Second edit: Doh! Ok I’m heading off to take a nap: I didn’t even notice that Sharon was the one that posted the original review. Definitely need to stay away from the sharp, spinning things today.

-- Gunther, Marietta GA -- So many worlds, so much to do, so little done, such things to be. -Alfred, Lord Tennyson

View PurpLev's profile


8574 posts in 4458 days

#9 posted 08-23-2010 10:10 PM

lol…. sounds like nap time!

FWIW – copy pasting is efficiency! although it doesn’t sounds like you were very efficient and actually typed the whole things – 3 times!

-- ㊍ When in doubt - There is no doubt - Go the safer route.

View dbhost's profile


5777 posts in 4041 days

#10 posted 08-23-2010 10:42 PM

FWIW, the 1.5”x1.5” stock requirement could EASILY be filled with 2×2 SYP. I have the HF version of this and it uses 1.25” x 1.25”...

Still no big deal.
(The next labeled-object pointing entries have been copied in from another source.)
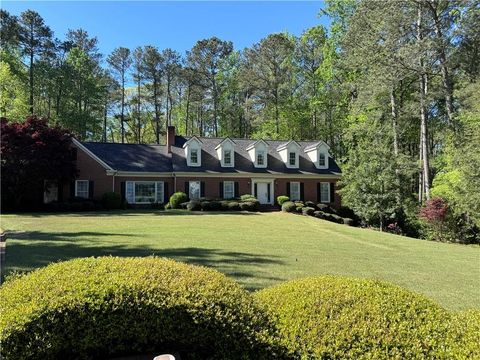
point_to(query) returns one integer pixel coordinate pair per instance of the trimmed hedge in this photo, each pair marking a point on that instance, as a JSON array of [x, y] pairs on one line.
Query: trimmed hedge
[[289, 206], [177, 198], [335, 318], [105, 307]]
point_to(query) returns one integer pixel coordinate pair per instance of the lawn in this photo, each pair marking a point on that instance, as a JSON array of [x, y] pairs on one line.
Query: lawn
[[258, 250]]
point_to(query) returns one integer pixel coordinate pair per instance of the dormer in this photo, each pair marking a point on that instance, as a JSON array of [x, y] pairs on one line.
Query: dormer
[[290, 154], [226, 152], [318, 154], [193, 151], [258, 152]]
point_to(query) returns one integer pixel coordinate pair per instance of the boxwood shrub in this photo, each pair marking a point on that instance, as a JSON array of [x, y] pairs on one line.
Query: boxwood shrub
[[343, 318], [289, 206], [106, 307], [178, 198]]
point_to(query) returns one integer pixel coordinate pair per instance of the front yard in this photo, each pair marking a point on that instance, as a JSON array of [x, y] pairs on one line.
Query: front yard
[[257, 249]]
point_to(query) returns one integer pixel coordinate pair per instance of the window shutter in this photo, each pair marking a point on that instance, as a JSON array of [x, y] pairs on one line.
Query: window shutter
[[90, 189], [122, 191], [72, 189], [165, 192], [236, 194]]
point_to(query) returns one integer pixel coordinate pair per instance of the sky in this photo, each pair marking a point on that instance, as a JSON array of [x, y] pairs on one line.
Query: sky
[[174, 24]]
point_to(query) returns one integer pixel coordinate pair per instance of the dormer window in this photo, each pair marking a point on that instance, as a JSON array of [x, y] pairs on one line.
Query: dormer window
[[292, 159], [227, 157], [194, 156]]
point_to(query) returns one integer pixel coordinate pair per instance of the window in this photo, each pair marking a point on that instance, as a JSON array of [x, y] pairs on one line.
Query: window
[[294, 191], [322, 159], [324, 192], [227, 157], [144, 192], [81, 188], [228, 189], [194, 189], [260, 158], [292, 158], [194, 156]]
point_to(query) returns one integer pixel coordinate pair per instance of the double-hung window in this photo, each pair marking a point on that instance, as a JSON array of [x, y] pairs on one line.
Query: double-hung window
[[294, 191], [227, 157], [81, 188], [292, 158], [228, 189], [194, 156], [194, 190], [325, 192]]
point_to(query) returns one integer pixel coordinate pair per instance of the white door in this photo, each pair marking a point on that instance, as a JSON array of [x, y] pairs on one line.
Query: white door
[[262, 193]]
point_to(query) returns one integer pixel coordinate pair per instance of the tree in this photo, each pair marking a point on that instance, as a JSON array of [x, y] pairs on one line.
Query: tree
[[205, 58], [120, 61], [35, 38], [32, 152]]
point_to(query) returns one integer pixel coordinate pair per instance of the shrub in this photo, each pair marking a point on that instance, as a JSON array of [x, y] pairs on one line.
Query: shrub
[[289, 206], [194, 205], [247, 197], [177, 198], [111, 200], [249, 206], [233, 206], [106, 307], [281, 199], [308, 211], [342, 318]]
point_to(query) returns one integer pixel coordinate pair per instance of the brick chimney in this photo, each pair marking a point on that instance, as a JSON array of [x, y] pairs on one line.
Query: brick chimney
[[170, 138]]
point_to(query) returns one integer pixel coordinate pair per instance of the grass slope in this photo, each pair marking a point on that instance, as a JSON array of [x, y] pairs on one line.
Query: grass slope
[[258, 250]]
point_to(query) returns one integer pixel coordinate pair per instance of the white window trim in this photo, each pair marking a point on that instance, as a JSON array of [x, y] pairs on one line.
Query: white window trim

I mean after all this is for woodworking equipment right? Why not mill it to size?

-- Please like and subscribe to my YouTube Channel

View PurpLev's profile


8574 posts in 4458 days

#11 posted 08-23-2010 10:53 PM

an extra 1.5 hours to ‘setup mobile base’ – thats actually a big deal to me. I don’t have that time to begin with, and when I do, I would really rather spend it on more useful things ;)

-- ㊍ When in doubt - There is no doubt - Go the safer route.
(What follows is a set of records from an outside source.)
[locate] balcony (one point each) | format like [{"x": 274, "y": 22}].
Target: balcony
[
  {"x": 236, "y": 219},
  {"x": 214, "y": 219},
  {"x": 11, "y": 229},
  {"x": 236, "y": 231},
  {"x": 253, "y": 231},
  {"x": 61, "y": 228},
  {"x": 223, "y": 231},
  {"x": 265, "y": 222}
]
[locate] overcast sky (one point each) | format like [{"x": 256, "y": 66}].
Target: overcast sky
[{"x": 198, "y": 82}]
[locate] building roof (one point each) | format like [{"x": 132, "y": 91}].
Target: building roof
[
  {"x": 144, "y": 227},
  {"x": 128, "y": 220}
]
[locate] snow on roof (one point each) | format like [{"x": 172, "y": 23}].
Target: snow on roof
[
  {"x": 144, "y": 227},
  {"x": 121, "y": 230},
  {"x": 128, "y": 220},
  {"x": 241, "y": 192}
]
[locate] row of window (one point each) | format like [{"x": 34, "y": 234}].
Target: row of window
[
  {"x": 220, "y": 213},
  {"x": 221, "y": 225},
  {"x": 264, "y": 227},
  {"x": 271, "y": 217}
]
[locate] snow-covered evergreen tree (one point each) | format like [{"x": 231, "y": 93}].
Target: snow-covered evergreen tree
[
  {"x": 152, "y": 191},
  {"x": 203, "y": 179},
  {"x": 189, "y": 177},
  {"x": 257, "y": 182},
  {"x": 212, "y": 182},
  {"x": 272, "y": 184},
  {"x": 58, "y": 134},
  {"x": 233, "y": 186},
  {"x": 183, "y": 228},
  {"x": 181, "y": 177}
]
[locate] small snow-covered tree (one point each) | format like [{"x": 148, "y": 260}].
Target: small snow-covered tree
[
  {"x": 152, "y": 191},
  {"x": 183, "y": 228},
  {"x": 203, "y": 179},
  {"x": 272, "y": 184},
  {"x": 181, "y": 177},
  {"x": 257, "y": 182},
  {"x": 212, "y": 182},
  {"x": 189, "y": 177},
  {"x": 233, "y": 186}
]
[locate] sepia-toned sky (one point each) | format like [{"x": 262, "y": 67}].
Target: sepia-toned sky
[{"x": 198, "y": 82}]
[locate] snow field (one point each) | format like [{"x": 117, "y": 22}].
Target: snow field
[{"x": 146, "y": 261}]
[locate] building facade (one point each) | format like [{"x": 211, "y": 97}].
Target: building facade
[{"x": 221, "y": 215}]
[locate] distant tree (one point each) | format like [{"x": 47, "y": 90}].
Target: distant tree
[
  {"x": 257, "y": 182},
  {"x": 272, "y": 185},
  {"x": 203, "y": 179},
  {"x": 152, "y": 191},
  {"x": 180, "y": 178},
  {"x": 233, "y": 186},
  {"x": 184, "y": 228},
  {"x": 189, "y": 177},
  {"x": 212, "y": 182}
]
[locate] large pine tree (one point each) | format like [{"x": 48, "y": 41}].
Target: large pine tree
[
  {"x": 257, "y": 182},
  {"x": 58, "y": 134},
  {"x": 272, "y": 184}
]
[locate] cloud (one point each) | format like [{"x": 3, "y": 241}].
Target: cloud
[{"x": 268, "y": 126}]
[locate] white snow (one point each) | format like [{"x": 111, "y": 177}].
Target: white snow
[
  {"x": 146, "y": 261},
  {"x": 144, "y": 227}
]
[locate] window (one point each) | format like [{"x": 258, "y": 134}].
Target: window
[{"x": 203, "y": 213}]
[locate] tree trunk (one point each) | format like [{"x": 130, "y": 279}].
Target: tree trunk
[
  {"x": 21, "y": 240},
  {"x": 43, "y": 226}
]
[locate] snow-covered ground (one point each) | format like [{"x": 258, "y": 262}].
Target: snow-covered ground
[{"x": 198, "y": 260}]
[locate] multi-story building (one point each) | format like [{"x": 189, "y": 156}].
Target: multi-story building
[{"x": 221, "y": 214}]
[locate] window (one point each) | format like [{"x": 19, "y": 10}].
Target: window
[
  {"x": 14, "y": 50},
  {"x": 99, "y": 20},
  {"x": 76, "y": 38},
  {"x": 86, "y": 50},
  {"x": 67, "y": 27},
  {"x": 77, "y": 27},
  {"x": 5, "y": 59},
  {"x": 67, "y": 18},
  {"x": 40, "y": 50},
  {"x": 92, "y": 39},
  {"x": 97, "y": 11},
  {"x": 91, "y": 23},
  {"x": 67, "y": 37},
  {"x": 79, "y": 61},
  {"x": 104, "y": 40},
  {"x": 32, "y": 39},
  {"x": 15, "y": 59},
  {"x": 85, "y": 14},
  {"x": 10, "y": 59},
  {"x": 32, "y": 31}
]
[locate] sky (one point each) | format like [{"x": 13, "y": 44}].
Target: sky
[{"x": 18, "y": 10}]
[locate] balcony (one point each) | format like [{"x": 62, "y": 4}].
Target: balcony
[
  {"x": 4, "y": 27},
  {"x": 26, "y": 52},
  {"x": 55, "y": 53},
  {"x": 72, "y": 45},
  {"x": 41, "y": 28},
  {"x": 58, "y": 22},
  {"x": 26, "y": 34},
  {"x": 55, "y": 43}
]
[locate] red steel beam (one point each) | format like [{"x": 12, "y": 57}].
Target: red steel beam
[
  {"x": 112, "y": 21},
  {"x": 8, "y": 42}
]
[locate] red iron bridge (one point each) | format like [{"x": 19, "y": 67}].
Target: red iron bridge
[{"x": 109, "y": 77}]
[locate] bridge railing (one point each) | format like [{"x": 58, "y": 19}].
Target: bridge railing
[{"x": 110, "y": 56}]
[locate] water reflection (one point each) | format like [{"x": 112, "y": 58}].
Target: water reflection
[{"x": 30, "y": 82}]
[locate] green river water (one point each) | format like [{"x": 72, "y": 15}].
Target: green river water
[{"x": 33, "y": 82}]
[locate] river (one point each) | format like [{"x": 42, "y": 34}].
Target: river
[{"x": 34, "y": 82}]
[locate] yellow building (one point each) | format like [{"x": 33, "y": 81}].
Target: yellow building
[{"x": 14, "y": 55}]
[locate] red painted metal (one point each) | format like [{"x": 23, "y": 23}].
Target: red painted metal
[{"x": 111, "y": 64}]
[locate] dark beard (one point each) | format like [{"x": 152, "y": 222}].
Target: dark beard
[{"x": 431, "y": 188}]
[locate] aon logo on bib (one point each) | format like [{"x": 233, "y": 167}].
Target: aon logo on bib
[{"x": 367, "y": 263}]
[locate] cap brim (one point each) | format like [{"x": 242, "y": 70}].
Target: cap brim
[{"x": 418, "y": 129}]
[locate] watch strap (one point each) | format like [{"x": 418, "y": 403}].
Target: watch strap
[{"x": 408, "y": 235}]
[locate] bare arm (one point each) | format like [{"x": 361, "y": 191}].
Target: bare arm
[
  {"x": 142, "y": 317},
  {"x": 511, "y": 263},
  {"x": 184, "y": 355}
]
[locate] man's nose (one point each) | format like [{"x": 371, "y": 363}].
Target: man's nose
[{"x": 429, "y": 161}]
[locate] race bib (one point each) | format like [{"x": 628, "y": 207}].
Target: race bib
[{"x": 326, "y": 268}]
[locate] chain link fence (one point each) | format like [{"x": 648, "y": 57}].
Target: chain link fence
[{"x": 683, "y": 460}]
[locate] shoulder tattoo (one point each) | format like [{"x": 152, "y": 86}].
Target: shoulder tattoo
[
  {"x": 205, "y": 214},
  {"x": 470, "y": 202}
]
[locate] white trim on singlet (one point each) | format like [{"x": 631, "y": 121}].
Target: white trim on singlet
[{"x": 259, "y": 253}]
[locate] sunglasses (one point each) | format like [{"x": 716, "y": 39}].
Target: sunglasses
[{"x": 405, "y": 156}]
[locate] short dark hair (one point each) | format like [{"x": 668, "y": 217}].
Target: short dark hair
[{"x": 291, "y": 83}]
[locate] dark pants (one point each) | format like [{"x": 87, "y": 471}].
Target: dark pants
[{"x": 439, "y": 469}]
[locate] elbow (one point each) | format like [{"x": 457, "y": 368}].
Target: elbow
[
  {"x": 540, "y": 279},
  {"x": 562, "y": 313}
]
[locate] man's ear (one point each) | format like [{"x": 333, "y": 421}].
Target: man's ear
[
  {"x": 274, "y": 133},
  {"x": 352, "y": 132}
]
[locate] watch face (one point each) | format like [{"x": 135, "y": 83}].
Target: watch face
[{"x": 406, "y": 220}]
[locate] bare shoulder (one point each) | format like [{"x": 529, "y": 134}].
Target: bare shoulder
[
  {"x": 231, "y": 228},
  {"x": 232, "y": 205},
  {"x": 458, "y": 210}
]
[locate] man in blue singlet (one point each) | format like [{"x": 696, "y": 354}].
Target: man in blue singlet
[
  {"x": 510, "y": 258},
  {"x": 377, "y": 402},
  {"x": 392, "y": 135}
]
View JasonWagner's profile


527 posts in 3989 days

#12 posted 08-23-2010 11:22 PM

Problem with building your own is the cost is $15 plus the price for 4 nice casters (pretty expensive). I’ve cheaped out on casters and have regretted it every time.

-- some day I hope to have enough clamps to need a clamp cart!

View PurpLev's profile


8574 posts in 4458 days

#13 posted 08-24-2010 01:07 AM

Jason – the $15 I mentioned WAS for the NICE casters :) check my router table blog – you can see the 4” casters I got.

-- ㊍ When in doubt - There is no doubt - Go the safer route.

View JasonWagner's profile


527 posts in 3989 days

#14 posted 08-24-2010 02:26 AM

Interesting, I must have glanced over that. Thanks for the info PurpLev…

-- some day I hope to have enough clamps to need a clamp cart!

View reggiek's profile


2240 posts in 4079 days

#15 posted 08-24-2010 02:43 AM

I have all my machines on the Rockler all terrain mobile base. They are expensive…but I have not had even the tiniest problem with them. They go where I want them and they don’t care if it is over cords or through crappy concrete or what have you. I looked at the one you reviewed when I was thinking about a base for my bandsaw and decided to pass on it as I looked at the wood required to assemble. The base is inexpensive but to make your own wood rails is not…considering time and materials. I also liked the fact that the all terrain version has bigger wheels and better locking mechanism. Nothing is worse then having your machine go mobile while you are trying to push wood through it.

Thanks for your review….and now I am really glad that I chose to purchase the heavier duty (more expensive) base.

-- Woodworking.....My small slice of heaven!